The report summarized the significance of this problem (emphasis added):

"There is a risk that ongoing and soon-to-be landed assets on Mars will be left without telecommunications support because of the aging orbiters. The Mars telecommunications relay network is marginally able in its present form to service current and planned surface missions. The system is fragile and aging. The loss of even one of the three U.S. orbiters capable of relay communications (Mars Odyssey, MRO, MAVEN) would create tactical challenges for continued operation of current and planned landed missions beyond 2021, and compromise the ability of the MEP to continue its science return...Also, despite the hardware capability, there is no plan for the European Space Agency (ESA)'s Trace Gas Orbiter (TGO) to be used as a relay asset in the immediate future."

The recommendation, however, is a little weak:

"NASA should ensure the longevity of the telecommunications infrastructure at Mars to support the science return from current and planned landed assets (e.g., MSL, Insight, ExoMars, Mars 2020), to mitigate the risks associated with the existing aging assets. This should not be accomplished by sacrificing the science being conducted by existing orbiters."
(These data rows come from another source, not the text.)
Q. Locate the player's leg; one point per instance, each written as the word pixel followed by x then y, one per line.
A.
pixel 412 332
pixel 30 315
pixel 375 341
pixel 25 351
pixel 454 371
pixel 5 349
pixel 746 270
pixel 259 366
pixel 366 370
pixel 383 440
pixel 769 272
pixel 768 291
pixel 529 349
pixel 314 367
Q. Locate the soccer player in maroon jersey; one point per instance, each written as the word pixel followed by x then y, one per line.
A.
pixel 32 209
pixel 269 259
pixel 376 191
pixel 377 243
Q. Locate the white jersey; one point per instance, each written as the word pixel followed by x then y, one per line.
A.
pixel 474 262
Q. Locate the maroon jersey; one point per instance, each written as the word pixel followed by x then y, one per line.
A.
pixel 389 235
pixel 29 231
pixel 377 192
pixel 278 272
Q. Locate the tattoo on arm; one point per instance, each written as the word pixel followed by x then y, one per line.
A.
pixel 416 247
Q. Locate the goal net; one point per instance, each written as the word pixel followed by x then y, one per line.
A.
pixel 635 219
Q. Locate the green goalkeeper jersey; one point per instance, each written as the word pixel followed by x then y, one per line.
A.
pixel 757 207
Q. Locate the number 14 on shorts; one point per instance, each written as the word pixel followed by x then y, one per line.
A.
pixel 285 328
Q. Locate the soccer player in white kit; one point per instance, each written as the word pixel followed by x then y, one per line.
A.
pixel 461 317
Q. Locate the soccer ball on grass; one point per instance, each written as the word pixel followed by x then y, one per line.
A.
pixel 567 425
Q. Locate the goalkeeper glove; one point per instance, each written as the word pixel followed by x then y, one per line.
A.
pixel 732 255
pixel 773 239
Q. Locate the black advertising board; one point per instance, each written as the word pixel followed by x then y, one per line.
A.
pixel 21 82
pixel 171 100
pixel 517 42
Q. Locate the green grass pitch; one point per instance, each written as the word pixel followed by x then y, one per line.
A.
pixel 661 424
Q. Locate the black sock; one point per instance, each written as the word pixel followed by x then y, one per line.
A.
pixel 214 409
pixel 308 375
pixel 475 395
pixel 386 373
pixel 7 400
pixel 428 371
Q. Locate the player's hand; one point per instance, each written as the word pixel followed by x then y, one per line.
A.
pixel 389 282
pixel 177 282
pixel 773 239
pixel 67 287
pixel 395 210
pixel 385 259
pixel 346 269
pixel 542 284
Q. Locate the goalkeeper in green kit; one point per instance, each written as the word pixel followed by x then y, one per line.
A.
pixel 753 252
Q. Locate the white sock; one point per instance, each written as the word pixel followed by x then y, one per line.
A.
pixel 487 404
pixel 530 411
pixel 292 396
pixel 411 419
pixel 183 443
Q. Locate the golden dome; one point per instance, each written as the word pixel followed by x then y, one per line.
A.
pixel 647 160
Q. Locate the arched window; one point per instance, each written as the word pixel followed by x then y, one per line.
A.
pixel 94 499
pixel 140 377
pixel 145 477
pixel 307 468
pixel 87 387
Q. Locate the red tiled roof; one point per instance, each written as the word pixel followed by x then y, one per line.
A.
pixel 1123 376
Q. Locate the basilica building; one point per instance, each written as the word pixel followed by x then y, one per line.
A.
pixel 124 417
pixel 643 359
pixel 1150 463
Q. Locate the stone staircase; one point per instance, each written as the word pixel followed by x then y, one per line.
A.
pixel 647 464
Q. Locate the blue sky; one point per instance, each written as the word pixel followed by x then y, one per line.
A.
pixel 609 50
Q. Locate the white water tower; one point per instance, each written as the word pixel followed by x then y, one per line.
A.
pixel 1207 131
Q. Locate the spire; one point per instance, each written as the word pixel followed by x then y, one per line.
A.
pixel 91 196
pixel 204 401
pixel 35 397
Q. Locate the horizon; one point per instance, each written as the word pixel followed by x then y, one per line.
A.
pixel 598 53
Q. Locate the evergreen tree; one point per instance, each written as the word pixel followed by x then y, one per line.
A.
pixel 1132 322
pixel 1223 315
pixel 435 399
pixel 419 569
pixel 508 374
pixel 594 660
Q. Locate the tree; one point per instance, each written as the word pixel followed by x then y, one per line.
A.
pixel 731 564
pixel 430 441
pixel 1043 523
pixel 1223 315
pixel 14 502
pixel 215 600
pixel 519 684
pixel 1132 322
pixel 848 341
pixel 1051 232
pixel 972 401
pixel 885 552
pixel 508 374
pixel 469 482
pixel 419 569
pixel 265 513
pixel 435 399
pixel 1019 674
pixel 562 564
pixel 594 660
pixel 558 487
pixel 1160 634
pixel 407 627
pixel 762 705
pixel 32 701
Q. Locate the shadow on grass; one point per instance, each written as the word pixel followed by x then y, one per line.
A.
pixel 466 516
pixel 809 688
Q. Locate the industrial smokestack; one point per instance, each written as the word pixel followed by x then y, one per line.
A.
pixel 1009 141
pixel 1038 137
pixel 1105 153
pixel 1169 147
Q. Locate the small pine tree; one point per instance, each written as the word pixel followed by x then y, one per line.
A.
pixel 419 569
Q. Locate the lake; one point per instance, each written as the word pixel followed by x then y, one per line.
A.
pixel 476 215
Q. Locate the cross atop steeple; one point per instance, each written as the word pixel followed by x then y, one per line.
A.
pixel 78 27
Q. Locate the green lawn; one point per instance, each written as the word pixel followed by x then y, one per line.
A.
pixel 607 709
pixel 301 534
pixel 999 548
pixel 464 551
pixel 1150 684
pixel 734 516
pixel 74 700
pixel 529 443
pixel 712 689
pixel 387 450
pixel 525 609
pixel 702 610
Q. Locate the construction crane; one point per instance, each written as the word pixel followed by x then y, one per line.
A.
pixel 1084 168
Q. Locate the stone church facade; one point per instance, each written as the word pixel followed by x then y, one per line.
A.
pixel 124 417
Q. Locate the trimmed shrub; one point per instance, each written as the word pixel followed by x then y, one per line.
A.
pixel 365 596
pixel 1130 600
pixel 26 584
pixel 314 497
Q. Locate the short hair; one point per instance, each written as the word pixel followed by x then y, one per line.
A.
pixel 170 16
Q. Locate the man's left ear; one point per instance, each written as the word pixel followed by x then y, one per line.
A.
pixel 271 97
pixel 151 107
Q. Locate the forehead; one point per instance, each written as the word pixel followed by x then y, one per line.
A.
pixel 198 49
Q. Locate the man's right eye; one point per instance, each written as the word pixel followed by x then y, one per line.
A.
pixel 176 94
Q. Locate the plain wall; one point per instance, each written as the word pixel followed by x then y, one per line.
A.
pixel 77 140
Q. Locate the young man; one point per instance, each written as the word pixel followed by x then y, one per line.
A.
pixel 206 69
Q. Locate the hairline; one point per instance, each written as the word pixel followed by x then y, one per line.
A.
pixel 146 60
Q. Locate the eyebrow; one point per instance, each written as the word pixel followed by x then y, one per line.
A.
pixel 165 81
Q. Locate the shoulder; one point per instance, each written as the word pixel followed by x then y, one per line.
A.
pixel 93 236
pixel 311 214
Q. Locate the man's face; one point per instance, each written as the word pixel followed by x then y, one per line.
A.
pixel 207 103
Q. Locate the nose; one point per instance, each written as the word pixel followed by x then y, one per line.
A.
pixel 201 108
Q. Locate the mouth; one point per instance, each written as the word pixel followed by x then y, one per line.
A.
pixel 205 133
NASA is already doing this, though some science will be sacrificed by moving MAVEN into a more data-relay-friendly orbit.

The three recommendations I've listed here track closely with those that The Planetary Society released last year:

While we have seen significant and important progress toward sample return, the fact remains that the Mars Exploration Program is a program in name only. NASA has still not committed to a mission after the Mars 2020 rover, and launch windows to Mars occur for just a few weeks every 26 months. The considerable orbital infrastructure built up by NASA at Mars has no replacements in the pipeline. Most of the U.S. missions are operating far beyond their design lifetimes. Unless steps are taken now, there are more endings than beginnings for NASA at Mars in the next decade.